Company, nor its directors and employees will not be liable to any user for any loss or damage, whether in contract, tort (including negligence), breach of statutory duty, or otherwise, even if foreseeable, arising under or in connection with:
• use of, or inability to use, Company site; or
• use of or reliance on any content displayed on Company site; or
• any conduct or content of any third party on the Service
• any content obtained from the Service; and
• unauthorized access, use or alteration of Customer’s transmissions or content, whether based on warranty, contract, tort (including negligence) or any other legal theory, whether or not we have been informed of the possibility of such damage, and even if a remedy set forth herein is found to have failed of its essential purpose.
Customer assume sole responsibility for the results obtained from the use of the Services and for conclusions drawn from such use. Company shall have no liability for any damage caused by errors or omissions in any information or instructions provided by Company to Customer in connection with the Service.
Please note that in particular, Company will not be liable for:
• loss of profits, sales, business, or revenue;
• business interruption;
• loss of anticipated savings;
• loss of business opportunity, goodwill or reputation; or
• any indirect or consequential loss or damage.
If Customer suffers loss or damage as a result of Company negligence or failure to comply with these Terms, any claim by Customer against Company arising from Company negligence or failure will be limited in respect of any one incident, or series of connected incidents to the fees paid by Customer in the previous 3 months or the amount of direct loss or damage suffered by Customer, whichever is less.
If Customer is not satisfied with any of Company’s Services, Customer’s sole and exclusive remedy is to terminate these Terms in accordance with the termination section of these Terms.

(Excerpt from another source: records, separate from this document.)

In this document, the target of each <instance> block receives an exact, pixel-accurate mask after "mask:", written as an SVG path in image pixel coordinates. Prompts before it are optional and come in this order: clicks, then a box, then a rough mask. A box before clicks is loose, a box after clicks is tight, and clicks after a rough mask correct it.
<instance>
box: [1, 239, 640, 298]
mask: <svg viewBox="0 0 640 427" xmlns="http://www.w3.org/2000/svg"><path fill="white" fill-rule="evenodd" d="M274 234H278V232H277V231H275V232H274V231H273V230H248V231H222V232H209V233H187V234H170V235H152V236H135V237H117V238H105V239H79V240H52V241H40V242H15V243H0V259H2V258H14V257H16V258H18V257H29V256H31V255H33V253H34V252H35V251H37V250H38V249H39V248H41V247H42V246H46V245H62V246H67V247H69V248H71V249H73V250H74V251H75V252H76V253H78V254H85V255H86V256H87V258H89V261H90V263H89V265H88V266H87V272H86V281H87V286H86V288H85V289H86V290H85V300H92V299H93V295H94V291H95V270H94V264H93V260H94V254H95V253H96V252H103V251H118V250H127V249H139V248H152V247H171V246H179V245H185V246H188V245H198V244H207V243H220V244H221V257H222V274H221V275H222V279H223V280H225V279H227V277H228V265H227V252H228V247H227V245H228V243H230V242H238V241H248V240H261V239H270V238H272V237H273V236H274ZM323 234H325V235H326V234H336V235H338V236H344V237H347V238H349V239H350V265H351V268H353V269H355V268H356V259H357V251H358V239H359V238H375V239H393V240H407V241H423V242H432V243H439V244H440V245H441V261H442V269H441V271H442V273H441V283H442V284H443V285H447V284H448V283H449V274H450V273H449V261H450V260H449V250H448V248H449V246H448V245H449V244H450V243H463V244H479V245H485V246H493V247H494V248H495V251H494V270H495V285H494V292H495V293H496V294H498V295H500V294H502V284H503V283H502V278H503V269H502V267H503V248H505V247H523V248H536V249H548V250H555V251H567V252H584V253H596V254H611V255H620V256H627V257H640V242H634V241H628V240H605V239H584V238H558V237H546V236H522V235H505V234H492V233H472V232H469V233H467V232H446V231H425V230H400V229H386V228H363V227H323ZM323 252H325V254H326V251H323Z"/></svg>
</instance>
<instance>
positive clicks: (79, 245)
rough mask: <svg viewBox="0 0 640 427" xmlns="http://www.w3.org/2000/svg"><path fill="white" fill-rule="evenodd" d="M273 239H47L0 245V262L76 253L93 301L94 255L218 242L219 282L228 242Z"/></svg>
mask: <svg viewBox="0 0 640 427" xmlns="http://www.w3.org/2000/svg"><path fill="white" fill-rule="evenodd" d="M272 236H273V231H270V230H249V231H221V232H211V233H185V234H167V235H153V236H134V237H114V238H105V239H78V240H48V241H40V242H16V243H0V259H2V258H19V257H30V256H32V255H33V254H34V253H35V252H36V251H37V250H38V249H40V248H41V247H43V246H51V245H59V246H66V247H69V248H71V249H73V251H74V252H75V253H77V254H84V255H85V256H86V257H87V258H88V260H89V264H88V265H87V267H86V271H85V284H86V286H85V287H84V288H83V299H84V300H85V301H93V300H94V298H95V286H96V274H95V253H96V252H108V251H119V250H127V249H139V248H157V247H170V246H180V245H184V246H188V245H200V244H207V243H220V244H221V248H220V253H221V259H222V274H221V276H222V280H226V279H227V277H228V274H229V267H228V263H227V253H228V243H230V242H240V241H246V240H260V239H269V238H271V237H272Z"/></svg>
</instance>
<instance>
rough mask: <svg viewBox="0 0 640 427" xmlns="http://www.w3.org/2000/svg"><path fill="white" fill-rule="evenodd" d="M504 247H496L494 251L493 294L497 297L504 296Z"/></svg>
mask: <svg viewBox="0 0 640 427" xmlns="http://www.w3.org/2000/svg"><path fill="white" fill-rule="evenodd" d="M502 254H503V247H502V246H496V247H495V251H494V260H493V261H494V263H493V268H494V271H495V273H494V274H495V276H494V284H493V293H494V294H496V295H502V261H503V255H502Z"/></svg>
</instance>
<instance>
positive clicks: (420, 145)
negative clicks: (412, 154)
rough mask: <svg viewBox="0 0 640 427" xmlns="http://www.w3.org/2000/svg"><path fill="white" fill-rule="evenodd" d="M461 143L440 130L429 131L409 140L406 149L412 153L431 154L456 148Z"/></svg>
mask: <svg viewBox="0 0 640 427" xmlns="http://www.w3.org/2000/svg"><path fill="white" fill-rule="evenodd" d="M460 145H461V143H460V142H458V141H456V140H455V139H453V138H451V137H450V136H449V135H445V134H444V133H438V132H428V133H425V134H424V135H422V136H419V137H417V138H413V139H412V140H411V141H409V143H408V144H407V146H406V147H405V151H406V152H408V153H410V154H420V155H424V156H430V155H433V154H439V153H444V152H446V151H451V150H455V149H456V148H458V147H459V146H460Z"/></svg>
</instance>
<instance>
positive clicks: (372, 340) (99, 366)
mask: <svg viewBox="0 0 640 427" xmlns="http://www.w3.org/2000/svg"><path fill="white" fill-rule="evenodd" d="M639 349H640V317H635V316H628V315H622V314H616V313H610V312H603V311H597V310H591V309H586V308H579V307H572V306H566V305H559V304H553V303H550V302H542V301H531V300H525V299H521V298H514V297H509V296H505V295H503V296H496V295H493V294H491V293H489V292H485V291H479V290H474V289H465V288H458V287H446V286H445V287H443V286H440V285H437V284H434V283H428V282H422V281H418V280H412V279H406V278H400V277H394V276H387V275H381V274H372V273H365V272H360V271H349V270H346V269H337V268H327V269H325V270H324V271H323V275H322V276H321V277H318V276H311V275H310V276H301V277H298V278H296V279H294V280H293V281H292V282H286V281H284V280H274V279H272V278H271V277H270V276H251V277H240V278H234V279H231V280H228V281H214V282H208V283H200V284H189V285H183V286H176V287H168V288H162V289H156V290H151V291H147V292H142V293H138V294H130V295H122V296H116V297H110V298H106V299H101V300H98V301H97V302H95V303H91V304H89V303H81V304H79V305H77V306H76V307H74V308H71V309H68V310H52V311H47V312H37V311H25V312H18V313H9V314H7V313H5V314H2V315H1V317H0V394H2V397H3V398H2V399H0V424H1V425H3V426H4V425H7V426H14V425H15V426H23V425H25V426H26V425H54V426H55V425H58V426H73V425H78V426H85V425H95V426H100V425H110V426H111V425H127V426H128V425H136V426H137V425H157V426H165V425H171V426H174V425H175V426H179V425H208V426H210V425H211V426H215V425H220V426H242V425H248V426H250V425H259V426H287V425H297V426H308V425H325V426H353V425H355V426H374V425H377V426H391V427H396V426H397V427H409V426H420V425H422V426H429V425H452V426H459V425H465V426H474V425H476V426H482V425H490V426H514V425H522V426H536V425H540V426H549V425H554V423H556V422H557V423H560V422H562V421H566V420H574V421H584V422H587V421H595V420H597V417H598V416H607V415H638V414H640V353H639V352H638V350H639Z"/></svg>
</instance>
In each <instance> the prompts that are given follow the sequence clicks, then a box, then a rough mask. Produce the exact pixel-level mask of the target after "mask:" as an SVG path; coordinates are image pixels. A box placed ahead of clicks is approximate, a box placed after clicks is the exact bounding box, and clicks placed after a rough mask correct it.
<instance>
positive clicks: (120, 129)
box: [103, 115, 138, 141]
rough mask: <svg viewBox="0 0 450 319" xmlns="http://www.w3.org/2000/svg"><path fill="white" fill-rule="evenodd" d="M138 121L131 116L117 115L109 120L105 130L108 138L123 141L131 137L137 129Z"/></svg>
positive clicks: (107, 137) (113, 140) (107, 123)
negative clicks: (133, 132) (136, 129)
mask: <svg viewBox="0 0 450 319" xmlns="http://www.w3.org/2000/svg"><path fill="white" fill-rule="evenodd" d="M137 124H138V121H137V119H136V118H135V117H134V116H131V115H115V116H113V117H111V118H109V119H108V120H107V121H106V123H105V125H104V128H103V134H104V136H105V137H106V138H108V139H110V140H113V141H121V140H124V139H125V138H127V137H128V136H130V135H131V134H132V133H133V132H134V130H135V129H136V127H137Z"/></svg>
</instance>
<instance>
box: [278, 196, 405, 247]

If any provision of this Agreement is found to be unenforceable or invalid, that provision will be limited or eliminated to the minimum extent necessary so that this Agreement will otherwise remain in full force and effect and enforceable. This Agreement is not assignable, transferable or sublicensable by Customer except with Company’s prior written consent. This Agreement is the complete and exclusive statement of the mutual understanding of the parties and supersedes and cancels all previous written and oral agreements, communications and other understandings relating to the subject matter of this Agreement, and that all waivers and modifications must be in a writing signed by both parties, except as otherwise provided herein. No agency, partnership, joint venture, or employment is created as a result of this Agreement and Customer does not have any authority of any kind to bind Company in any respect whatsoever. All notices under this Agreement will be in writing and will be deemed to have been duly given when received, if personally delivered; when receipt is electronically confirmed, if transmitted by facsimile or e-mail; the day after it is sent, if sent for next day delivery by recognized overnight delivery service; and upon receipt, if sent by certified or registered mail, return receipt requested. This Agreement, its subject matter and its formation (and any non-contractual disputes or claims) are governed by English law. We both agree to the exclusive jurisdiction of the courts of England and Wales.Customer otherwise agrees to reasonably cooperate with Company to serve as a reference account upon request.